Sorprendentemente

Hay un cajón en la casa de René en donde guarda los títeres. Todos los títeres que tuvo alguna vez, lo más viejos, los más mágicos, los más llenos de espinas, están ahí.
A veces los saca y conversan. Los acaricia, los desviste, reparte sus yemas por las arrugas que la madera les fue dejando. Claro está, el cuerpo se cubre de púas, que son removidas pacientemente una vez terminado el ritual.

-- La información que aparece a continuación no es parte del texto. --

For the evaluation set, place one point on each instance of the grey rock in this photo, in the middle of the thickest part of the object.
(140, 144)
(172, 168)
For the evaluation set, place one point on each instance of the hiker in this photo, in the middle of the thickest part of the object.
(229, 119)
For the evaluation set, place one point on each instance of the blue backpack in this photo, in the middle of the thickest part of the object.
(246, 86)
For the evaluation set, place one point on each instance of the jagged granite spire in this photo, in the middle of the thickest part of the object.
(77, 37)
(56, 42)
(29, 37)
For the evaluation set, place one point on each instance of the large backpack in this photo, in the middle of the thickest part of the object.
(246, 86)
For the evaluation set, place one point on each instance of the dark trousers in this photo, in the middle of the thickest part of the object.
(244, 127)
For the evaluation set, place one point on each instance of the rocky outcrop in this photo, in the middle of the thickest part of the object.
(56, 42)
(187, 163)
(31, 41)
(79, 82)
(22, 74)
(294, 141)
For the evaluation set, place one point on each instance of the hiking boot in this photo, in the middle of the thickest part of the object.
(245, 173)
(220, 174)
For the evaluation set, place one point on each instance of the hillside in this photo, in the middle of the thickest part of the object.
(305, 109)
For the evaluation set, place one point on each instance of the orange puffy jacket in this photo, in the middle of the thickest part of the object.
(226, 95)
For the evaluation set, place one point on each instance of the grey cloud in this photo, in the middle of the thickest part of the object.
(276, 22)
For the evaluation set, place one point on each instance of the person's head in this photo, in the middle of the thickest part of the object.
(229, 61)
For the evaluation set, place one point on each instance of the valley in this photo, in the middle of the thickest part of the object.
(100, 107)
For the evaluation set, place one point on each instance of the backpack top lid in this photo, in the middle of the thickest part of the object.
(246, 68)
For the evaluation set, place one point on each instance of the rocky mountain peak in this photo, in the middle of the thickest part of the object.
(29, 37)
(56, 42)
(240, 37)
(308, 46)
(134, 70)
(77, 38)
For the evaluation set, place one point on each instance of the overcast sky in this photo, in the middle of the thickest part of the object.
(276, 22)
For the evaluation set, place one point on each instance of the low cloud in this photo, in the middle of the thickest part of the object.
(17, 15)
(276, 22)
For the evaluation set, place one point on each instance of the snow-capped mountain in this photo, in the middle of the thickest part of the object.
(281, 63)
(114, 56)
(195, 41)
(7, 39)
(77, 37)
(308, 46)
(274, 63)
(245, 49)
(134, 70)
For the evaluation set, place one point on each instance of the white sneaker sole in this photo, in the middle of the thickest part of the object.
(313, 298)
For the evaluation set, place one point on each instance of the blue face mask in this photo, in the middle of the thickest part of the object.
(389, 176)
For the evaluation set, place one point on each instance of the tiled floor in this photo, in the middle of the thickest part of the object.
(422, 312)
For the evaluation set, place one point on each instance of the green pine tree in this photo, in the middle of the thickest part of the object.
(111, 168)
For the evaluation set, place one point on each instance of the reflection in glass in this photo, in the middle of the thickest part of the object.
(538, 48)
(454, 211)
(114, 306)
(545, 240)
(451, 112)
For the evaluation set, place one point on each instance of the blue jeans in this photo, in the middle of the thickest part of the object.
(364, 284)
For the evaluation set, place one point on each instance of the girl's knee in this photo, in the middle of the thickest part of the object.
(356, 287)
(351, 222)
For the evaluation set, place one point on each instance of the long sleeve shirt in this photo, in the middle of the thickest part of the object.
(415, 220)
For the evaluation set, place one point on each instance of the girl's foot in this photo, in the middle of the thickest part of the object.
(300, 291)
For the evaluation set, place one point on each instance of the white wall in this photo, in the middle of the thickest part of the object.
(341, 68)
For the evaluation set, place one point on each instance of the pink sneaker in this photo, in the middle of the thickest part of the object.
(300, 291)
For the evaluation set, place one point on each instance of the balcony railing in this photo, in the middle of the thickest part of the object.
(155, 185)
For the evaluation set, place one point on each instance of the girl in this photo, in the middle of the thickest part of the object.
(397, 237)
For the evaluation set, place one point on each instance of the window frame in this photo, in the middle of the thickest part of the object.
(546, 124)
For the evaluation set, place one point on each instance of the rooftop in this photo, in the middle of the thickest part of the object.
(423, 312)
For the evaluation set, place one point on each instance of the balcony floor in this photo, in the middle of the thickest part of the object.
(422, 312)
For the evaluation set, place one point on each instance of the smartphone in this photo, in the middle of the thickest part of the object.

René hoy metió la mano y tanteó. Ella sabe que no puede buscarlos con los ojos, que sólo los dedos los reconocen. Si mirara a la profunda oscuridad que rodea a sus títeres, quedaría ciega y sin corazón. Entonces metió la mato, tanteó y cazó de la camisita a uno cualquiera. Mientras lo sacaba, cuidadosa, notó que venía prendido algún otro, al que no reconoció, y otro más, y otro, y todavía otro. Del susto, los soltó y cerró el cajón. Una manito se mantuvo afuera, casi como los náufragos cuando tienen el alma rota y ya no quieren bracear, pero no se abandonan a la idea de volver a hundirse. Cerró más fuerte. La manito cayó al suelo, rodó un poco y se escondió atrás de las frazadas desordenadas. René ya se había acostumbrado a que no hubiera monstruos debajo de la cama. Otra vez empezar a ahuyentarlos.